Let’s have a little fun and discuss some of the more graphic, violent, sad, or just plain awkward moments that have plastered the Hulk history. Be it a passing meeting between spouses of a gruesome scene that nobody saw coming – this year I’ll have you squirming in your seat!
I can’t even describe what I was feeling when it happened. One of the best written issues of Hulk history that still burns when read. The final arc of Peter David’s 12 year writing career for the Hulk had the Hulk face down one of the biggest nightmares. His wife… the woman he loved from the day he first laid eyes on her… was dying.
Dying from gamma radiation poisoning. Not even the strength of the Hulk could not save her. Banner’s brilliant mind could not stop the inevitable. Betty was going to die. In an issue that simultaneously infuriated and saddened you, you watched the love of Bruce Banner’s life collapse and never get back up – and for months we were under the impression that it was the constant exposure to gamma radiation from the Hulk. It was hard to read – and truly one of the most ‘incredible’ Hulk comics written.
At some point in the PD run the Hulk was pretty indestructible. He was super-smart, super strong and with a super secret powerful team that he lead. Ultimately, Earth bound catastrophes were beyond him. There was nothing they couldn’t handle – and sure, What could take on the Hulk at this point?

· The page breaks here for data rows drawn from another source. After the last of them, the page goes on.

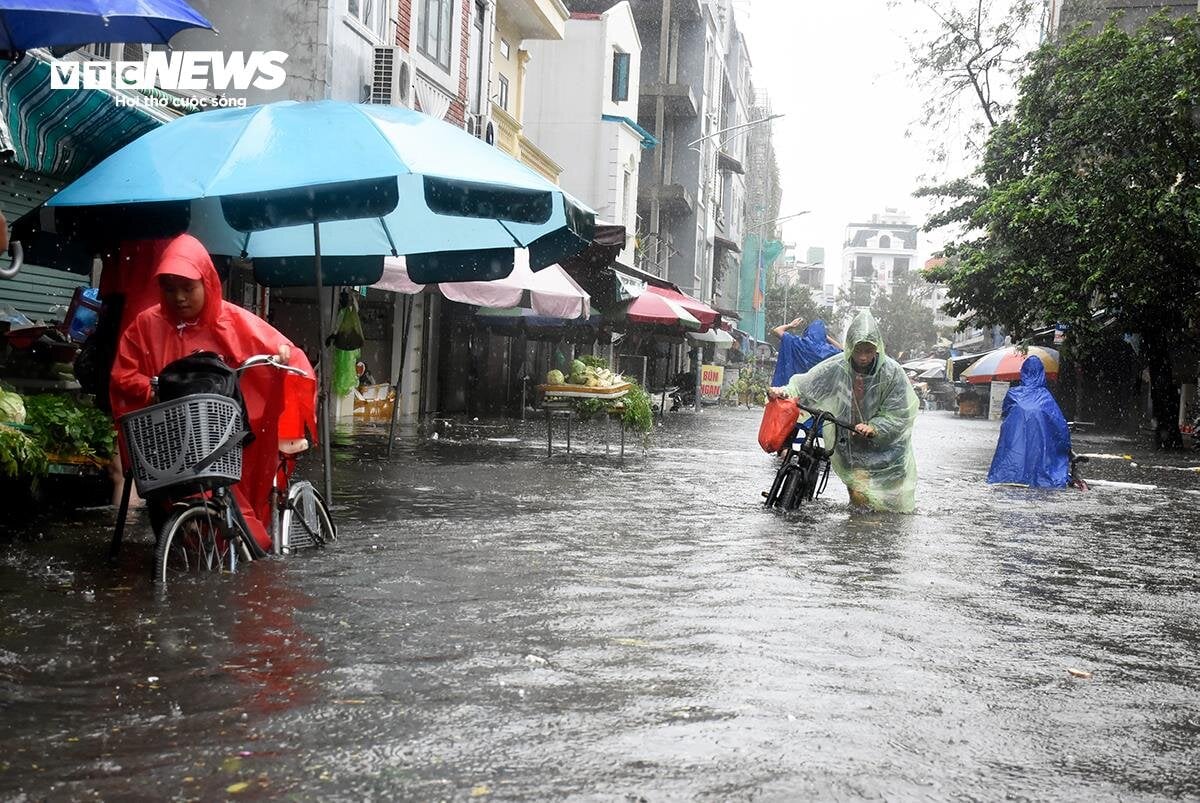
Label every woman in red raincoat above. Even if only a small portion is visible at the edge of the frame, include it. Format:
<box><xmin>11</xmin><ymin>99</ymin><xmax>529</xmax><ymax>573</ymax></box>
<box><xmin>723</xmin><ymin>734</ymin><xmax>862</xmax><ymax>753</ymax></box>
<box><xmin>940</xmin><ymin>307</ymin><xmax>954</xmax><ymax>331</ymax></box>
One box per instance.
<box><xmin>109</xmin><ymin>228</ymin><xmax>317</xmax><ymax>550</ymax></box>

The Incredible Hulk #413-416 The Troyjan War
Enter Trauma’s father, Armageddon, the leader of the Troyjan empire. Trauma, as you might remember, was the alien killer who had his sights focused on killing Atlanta, one of the Pantheon. The Hulk left him for dead buried under an avalanche of snow… but of course, that was not the end. At some point Trauma became infatuated with Atlanta and decided that he was to make her his wife. None of this was to be Atlanta’s choice. Now, at this time we had quite a few story lines interjecting – one of the best things of PD’s run was the fact that every member of the Hulk family (well, the Hulk family of the time – we’re talking Rick Jones, Betty, Marlo… even Samson of sorts) had different issues they were dealing with.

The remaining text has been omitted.